Единство архаического и современного универсальное качество и песни, и песнедействия. Но в каждом конкретном культурно-историческом типе песнедействия это качество появляется по-своему. И у нас еще будет возможность в этом убедиться.
А пока остановим внимание на некоторых последствиях этой странной двойственности.
Развлечение или искусство?
Одна из смысловых оппозиций, внутри которой развивается и как бы балансирует песенный жанр, связана с понятиями развлечение и искусство, а именно, серьезное, высокое искусство. Попробуем проанализировать эту проблему в свете сказанного выше.

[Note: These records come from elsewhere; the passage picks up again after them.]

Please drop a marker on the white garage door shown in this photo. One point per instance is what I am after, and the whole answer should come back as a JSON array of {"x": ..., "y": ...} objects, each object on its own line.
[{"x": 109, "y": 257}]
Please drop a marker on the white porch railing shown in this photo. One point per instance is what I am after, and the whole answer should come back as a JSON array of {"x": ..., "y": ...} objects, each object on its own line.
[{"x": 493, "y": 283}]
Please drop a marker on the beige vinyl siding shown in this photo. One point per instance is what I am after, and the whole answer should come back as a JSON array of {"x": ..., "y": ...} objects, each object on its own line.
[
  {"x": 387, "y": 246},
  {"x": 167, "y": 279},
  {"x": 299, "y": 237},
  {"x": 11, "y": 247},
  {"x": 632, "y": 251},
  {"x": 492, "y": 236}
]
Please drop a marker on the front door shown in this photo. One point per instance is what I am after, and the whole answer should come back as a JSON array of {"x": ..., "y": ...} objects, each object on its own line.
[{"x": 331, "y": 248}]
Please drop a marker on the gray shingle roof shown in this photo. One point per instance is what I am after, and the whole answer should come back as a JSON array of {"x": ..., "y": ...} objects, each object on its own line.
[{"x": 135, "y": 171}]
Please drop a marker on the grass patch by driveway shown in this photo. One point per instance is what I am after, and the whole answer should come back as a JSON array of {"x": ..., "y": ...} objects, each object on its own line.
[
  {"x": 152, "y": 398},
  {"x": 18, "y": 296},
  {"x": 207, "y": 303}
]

Итак, мы предположили, что чрезвычайно долгое и консервативное существование жанра делает его своеобразным каналом, через который архаика проникает в пространство современности, доисторическое просачивается в историю. Тогда возникает вопрос, насколько правомерным и продуктивным будет применение исторически более поздних смыслов и смысловых оппозиций к сущностям столь древней природы, живущим в совершенно ином историческом ритме? Ну, скажем, адекватно лили применять оппозицию искусства и развлечения к обряду инициации? И адекватно ли такое различение по отношению к песенной архаике?
Если говорить об архаике, или о традиционной народной культуре, то очевидно, что ее явления (в том числе и связанные с пением) не укладываются в рамки бинарной оппозиции «ИСКУССТВО РАЗВЛЕЧЕНИЕ». Есть нечто существенное, в эту оппозицию не вмещающееся, есть что-то третье. Что именно?
Хорошо известно, что важной особенностью песенной архаики, (сохраняющейся в фольклоре), является глубокая укорененность песни во всей архитектонике быта (и бытия) и связанная с этим жизненная функциональность, прагматическая ориентированность, отчетливо выраженный момент утилитарности. Сама эта утилитарность могла носить разный характер. Магия едва ли не самая архаическая форма утилитарности. На смену ей пришла общая привязанность песни к календарным и иным праздникам, встроенность в общий контекст производственной и вообще жизненной практики.
Прямая и конкретная утилитарность не согласуется ни с развлечением (ведь, развлекаясь, мы именно от этой повседневной целесообразности, полезной деятельности стремимся отдохнуть в первую очередь), ни с искусством (которое хотя и обладает «функциями», но совершенно иного порядка).
Не только песня, но и многие другие вещи, будучи утилитарными по своей природе, могут служить развлечению, а могут обладать и художественными достоинствами. Например, кинжал, прялка Нечто подобное справедливо и для многих человеческих действий: искусство фехтования, искусство верховой езды, кулинарное искусство
Какой смысл вспоминать об очевидном? Дело в том, что соглашаясь с очевидным, мы должны теперь предложенную бинарную схему дополнить третьим элементом. Получается трехпозиционная схема, где песня предстает в трех качествах:
Художественность песня как искусство.
Развлекательность песня как развлечение.